By incorporating ping pong tables, the artist creates the conditions for the audience to physically experience the objects inside the gallery, thus becoming active rather than passive spectators. The exhibit enables people to behave playfully in a highbrow environment, and even to make noise in a commonly silent place.
However, not only does the artist create a place where people can interact with the art but also one where they connect with each other. Tiravanija’s works are often categorized as “relational aesthetics,” a term coined by curator Nicolas Bourriaud in the 1990s to define artistic practices that are based on the whole of human relations and their social context.
Along this line, Tiravanija has constantly incorporated experience and exchange into his work with projects like Untitled (Free/Still), in which he turned an art gallery into a meeting space where he cooked meals for the visitors.
For Tomorrow is the Question, Tiravanija builds upon Ping-Pong Club, a project by Slovakian artist Július Koller (1939-2007) first shown in Bratislava in 1970. Ping-Pong Club has since been presented in different countries, and similarly, Tiravanija has presented Tomorrow is the Question in places like Mexico City, Amsterdam, Moscow and now Saskatoon.
The reactivation of Koller’s piece develops into a series of relationships. It creates a link between both artists, it enhances bonds between the participants in their respective times and locations, and it creates encounter points among the places where the project has been developed.
The connection between places matches the nomadic lifestyle of Tiravanija, who was born in Buenos Aires but was raised in Thailand, Ethiopia and Canada and currently lives between New York, Berlin and Chiang Mai.
In the context of Saskatoon, a piece like Tomorrow is the Question has the potential to bring the city’s diverse population together. The accessibility of the installation, thanks to the simplicity of the game and free access to the gallery, creates the conditions for a wide possibility of encounters.
The interactive exhibit also enables community building through activities like the workshop that Table Tennis Saskatchewan will present in the gallery space on Feb. 9 from 2 to 4 p.m.
By encouraging diverse and spontaneous social interactions, Tomorrow is the Question imagines a temporary manifestation of an ideal civic culture — it has the potential to become a micro-utopia within the gallery space.
From my experience, the acoustics of the room, full of echoes and unintelligible noise, made it hard to engage in a conversation. However, the difficulty of hearing what others were saying forced me to relate to people in different ways. Movement and gestures, like passing the ball to the couple playing next to you, are ways of engaging with others and acknowledging the shared space that we all inhabit.

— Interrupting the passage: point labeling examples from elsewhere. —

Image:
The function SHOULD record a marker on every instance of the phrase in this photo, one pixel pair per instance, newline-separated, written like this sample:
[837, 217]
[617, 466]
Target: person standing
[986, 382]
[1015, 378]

The echo in the room made me follow the sounds closely, and as I focused on the bouncing of the ping pong ball from one person to another, it occurred to me that, perhaps, the coming and going of ping pong is what makes it suitable for relational aesthetics. The ping pong ball flows from side to side, between player and player, between artist and audience, between the experiences of exploration and the development of interaction.